ROANOKE TIMES

                         Roanoke Times
                 Copyright (c) 1995, Landmark Communications, Inc.

DATE: THURSDAY, June 9, 1994                   TAG: 9406090056
SECTION: NATIONAL/INTERNATIONAL                    PAGE: A-9   EDITION: METRO 
SOURCE: 
DATELINE:                                 LENGTH: Medium


IN HEALTH

Toddlers, teens have more auto injuries

CHICAGO - Toddlers are injured in car crashes at far higher rates than infants, partly because they are more often improperly secured in safety seats, a study has found.

Toddlers also are involved in more crashes. Two-year-olds are in 43 percent more crashes than are infants and are properly restrained one-third less often, the study found.

The researchers looked at a national sample of crashes that involved children from infancy through age 14 in 1991 and 1992. The study concentrated solely on injuries, not deaths.

Two-, 3- and 4-year-olds had the second highest rate. As a group, they were injured 33 percent more often than were infants, whose injury rate of 2.9 per 1,000 was lowest among any age group.

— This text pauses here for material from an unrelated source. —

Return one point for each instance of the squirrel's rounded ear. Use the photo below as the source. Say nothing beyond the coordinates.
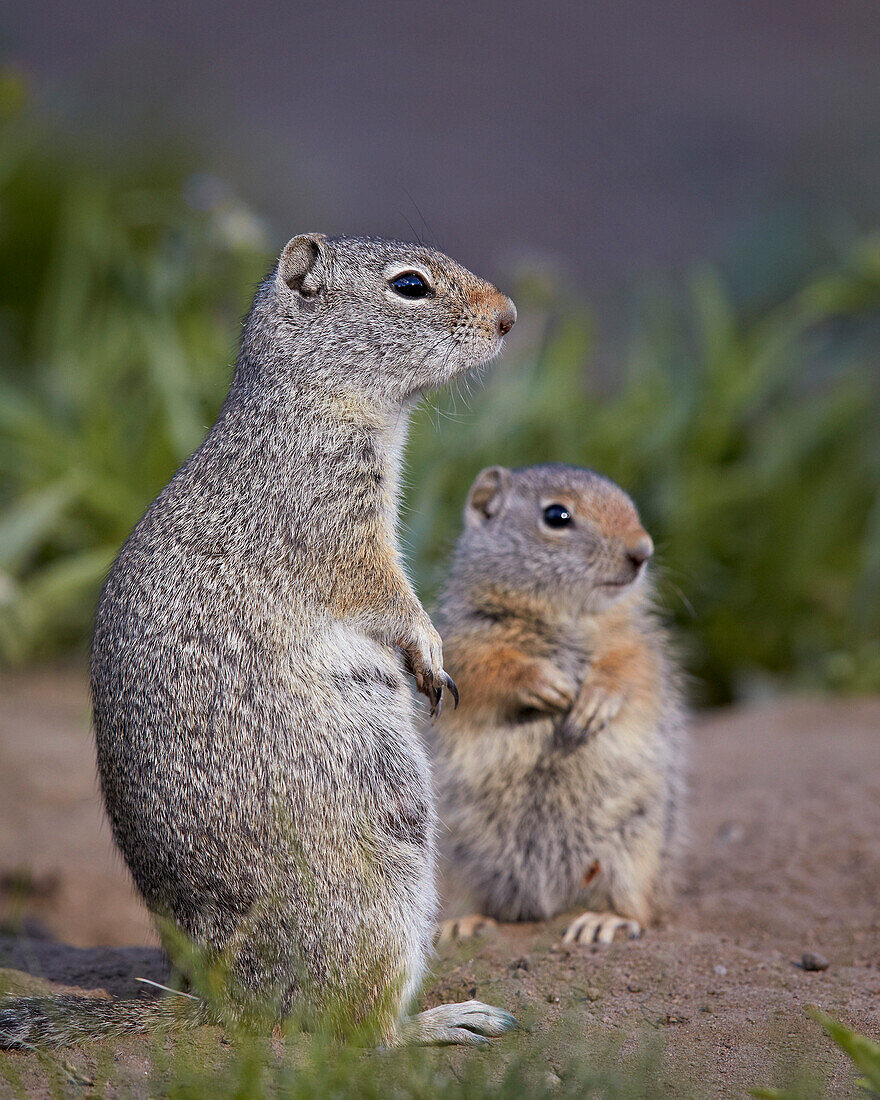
(486, 495)
(301, 264)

The researchers said 76 percent of the infants were properly restrained, compared with 29 percent for 3-year-olds.

- Associated Press

Longer lives for sickle cell patients

BOSTON - The life expectancy of people with sickle cell anemia has increased dramatically over the past two decades, and half of victims now survive into their 50s and beyond, according to a study.

The work contradicts the widely held misconception that people with sickle cell rarely survive to adulthood.

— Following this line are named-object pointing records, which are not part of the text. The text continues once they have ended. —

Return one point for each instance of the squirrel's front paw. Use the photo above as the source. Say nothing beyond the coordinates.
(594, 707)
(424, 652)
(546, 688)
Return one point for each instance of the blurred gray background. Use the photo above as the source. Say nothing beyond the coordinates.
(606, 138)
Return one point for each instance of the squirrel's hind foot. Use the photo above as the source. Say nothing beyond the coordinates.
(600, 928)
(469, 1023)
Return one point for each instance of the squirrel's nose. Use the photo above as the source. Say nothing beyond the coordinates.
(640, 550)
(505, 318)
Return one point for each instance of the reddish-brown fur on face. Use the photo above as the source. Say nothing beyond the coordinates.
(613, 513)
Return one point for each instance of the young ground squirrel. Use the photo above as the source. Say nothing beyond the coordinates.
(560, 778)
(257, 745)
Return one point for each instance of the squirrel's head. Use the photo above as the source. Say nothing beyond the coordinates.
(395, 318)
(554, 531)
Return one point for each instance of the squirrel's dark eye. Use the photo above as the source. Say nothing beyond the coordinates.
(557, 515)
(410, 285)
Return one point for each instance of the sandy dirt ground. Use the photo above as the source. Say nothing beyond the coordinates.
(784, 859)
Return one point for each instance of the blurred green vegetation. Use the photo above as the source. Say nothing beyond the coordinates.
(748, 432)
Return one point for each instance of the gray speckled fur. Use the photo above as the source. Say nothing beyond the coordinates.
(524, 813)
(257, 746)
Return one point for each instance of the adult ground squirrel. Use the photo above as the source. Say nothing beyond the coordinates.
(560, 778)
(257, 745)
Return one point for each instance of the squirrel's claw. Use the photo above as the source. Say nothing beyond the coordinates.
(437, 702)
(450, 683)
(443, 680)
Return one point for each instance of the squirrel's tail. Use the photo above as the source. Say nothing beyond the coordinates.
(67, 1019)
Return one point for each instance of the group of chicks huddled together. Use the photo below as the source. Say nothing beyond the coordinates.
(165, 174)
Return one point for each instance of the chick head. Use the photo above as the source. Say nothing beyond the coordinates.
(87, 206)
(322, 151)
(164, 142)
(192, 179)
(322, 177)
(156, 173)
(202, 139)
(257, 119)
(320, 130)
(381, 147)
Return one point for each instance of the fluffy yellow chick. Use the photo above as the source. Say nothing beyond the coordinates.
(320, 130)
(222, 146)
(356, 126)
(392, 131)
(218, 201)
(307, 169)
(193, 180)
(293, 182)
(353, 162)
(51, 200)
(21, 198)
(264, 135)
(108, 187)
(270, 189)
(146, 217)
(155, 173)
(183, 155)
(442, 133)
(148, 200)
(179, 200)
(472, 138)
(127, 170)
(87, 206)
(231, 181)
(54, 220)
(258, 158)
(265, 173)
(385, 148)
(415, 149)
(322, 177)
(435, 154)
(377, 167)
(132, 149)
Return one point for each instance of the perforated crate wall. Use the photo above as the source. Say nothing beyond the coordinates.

The study didn't attempt to figure out what accounted for the improvement. However, the researchers speculated that recent advances since their figures were gathered may have lengthened survival still farther.

Sickle cell anemia is an inherited blood disease that occurs mostly among blacks. Victims' red blood cells are misshapen, reducing their ability to carry oxygen.

About 150 of every 100,000 blacks in the United States are born with this disease.

A review in 1973 found that victims' median survival was 14 years. The latest study found this has increased to 42 years for men and 48 for women.

The study, directed by Dr. Orah S. Platt of Children's Hospital in Boston, was published in the New England Journal of Medicine.